About Associated Materials, LLC
Associated Materials was founded in 1947 when it first introduced residential aluminum siding under the Alside® name and is a leading, vertically integrated manufacturer and distributor of exterior residential building products in the United States and Canada. The Company produces a comprehensive offering of exterior building products, including vinyl windows, vinyl siding, vinyl railing and fencing, aluminum trim coil and aluminum and steel siding and related accessories, which are produced at the Company’s 11 manufacturing facilities. In addition, the Company sells complementary products that are manufactured by third parties, such as roofing materials, cladding materials, insulation, exterior doors, equipment and tools. The Company also provides installation services.

“Safe Harbor” Statement Under the Private Securities Litigation Reform Act of 1995
This press release contains forward-looking statements within the meaning of Section 27A of the Securities Act and Section 21E of the Securities Exchange Act of 1934, as amended.
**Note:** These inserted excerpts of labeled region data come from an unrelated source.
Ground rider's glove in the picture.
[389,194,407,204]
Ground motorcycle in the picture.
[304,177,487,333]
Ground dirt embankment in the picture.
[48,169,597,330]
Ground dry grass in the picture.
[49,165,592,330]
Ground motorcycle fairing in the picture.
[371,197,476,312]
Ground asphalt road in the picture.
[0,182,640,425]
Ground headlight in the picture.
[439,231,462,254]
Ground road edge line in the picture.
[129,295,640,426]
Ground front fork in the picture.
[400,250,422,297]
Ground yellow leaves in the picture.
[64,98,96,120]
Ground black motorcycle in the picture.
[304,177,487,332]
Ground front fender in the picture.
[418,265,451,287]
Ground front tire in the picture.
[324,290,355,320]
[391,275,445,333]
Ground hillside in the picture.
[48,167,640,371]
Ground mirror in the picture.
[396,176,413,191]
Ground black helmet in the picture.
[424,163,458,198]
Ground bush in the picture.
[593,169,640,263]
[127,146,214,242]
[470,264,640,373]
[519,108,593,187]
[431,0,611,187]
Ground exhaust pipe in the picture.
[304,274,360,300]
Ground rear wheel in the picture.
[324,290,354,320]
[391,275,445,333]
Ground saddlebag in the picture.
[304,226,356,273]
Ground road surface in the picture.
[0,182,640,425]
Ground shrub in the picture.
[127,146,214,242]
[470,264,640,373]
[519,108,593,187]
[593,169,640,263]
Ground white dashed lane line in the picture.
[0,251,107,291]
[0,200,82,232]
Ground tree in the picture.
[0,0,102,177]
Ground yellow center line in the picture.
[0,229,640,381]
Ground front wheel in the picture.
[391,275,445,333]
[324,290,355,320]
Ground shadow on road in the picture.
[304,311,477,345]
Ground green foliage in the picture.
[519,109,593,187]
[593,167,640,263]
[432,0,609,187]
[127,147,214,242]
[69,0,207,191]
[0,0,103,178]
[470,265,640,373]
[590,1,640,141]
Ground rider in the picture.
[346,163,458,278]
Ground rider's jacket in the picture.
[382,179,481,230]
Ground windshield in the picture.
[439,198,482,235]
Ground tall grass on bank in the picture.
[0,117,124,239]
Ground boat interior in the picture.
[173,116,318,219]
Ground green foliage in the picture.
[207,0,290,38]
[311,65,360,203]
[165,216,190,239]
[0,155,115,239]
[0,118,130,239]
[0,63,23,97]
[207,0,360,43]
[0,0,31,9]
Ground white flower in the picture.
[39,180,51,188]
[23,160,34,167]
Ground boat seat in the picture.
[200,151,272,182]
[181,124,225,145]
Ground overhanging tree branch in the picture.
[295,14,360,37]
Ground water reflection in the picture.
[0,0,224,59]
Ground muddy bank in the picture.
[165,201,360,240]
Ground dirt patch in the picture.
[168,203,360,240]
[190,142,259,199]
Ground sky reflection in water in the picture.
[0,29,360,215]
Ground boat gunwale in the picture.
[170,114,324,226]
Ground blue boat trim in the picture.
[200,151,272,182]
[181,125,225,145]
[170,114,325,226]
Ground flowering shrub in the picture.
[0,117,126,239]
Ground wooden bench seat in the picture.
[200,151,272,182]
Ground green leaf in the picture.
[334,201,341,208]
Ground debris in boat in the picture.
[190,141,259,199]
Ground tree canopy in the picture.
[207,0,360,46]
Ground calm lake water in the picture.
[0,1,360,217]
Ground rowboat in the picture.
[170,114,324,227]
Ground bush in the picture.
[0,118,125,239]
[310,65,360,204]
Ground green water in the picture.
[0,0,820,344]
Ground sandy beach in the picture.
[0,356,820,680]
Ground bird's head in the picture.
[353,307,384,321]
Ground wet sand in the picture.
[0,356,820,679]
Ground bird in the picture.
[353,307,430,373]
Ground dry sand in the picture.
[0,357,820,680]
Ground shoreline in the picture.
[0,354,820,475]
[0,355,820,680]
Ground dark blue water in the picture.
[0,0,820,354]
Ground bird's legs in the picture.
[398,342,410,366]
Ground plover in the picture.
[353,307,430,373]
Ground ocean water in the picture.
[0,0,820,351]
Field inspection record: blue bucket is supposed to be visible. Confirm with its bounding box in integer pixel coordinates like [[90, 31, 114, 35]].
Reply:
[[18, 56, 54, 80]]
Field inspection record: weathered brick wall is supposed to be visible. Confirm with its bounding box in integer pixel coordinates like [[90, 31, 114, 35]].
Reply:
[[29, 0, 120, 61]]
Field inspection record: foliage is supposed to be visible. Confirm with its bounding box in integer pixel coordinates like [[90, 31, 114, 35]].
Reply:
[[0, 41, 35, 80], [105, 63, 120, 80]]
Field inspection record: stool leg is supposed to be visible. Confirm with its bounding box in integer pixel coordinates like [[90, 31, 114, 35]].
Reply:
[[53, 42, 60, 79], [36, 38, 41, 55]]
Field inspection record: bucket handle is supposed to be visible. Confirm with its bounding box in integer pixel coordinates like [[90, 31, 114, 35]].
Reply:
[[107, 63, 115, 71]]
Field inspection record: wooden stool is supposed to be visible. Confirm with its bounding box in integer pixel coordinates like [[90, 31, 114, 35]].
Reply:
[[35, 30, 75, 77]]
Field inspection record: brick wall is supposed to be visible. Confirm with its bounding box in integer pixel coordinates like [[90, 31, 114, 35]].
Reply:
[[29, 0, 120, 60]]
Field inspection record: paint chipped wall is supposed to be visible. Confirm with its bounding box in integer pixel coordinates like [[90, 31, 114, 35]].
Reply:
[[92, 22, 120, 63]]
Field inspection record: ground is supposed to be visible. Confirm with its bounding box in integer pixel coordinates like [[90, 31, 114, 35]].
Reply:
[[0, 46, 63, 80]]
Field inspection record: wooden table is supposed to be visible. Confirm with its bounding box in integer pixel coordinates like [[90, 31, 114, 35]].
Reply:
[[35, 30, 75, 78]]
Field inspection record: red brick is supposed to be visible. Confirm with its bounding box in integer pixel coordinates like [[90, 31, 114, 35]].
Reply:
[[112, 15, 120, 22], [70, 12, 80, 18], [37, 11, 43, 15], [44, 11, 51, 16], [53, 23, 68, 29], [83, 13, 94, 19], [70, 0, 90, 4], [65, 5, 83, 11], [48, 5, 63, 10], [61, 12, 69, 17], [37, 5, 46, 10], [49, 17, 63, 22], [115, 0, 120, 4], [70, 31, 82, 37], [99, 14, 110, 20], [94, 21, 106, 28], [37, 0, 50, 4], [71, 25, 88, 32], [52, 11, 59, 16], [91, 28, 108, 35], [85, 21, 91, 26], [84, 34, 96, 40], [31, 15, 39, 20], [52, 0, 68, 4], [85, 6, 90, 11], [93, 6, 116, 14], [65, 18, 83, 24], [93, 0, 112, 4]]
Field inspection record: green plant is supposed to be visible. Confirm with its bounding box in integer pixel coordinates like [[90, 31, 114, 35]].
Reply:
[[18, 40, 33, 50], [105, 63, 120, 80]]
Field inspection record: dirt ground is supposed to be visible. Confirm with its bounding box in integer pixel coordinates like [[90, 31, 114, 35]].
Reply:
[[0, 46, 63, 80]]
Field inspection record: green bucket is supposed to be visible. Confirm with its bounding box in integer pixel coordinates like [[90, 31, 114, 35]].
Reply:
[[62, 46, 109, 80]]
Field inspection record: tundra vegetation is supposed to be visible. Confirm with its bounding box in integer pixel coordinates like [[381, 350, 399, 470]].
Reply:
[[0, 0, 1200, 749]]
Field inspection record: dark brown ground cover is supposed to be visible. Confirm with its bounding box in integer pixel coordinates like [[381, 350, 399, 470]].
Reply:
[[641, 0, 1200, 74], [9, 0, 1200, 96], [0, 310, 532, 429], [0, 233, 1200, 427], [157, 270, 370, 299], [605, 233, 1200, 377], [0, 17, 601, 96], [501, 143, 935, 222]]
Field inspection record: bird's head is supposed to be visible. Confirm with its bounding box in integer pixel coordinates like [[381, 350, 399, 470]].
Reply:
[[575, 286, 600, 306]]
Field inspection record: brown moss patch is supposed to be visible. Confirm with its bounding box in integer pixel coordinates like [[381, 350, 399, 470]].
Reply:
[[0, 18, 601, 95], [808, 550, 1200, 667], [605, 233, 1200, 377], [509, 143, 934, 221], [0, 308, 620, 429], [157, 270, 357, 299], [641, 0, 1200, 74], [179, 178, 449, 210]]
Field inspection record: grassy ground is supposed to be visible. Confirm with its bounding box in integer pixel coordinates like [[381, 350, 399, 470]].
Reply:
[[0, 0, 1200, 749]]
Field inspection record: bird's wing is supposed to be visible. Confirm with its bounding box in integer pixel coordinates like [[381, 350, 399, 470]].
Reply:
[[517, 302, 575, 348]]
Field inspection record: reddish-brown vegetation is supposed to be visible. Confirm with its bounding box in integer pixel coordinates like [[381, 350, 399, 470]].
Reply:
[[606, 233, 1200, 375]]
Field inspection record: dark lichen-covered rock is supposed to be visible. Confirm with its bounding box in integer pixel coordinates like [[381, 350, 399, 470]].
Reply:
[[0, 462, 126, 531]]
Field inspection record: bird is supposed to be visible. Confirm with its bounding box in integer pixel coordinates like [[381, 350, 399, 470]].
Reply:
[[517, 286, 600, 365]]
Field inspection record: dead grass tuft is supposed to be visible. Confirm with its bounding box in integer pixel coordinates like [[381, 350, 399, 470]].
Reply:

These forward-looking statements include, but are not limited to, statements related to the Company's outlook for the future, as well as other statements of beliefs, future plans and strategies or anticipated events, and similar expressions concerning matters that are not historical facts. These forward-looking statements involve known and unknown risks, uncertainties and other factors discussed in the Company’s filings with the Securities and Exchange Commission (the “SEC”). Any forward-looking statements speak only as of the date of this press release and, except to the extent required by applicable securities laws, the Company expressly disclaims any obligation to update or revise any of them to reflect actual results, any changes in expectations or any change in events. If the Company does update one or more forward-looking statements, no inference should be drawn that it will make additional updates with respect to those or other forward-looking statements. For additional information concerning risks, uncertainties and other factors that may cause actual results to differ from those anticipated in the forward-looking statements, and risks to the Company’s business in general, please refer to the section entitled “Risk Factors” in the Company’s Annual Report on Form 10-K for the fiscal year ended January 2, 2016, as such factors may be updated from time to time in its periodic filings with the SEC.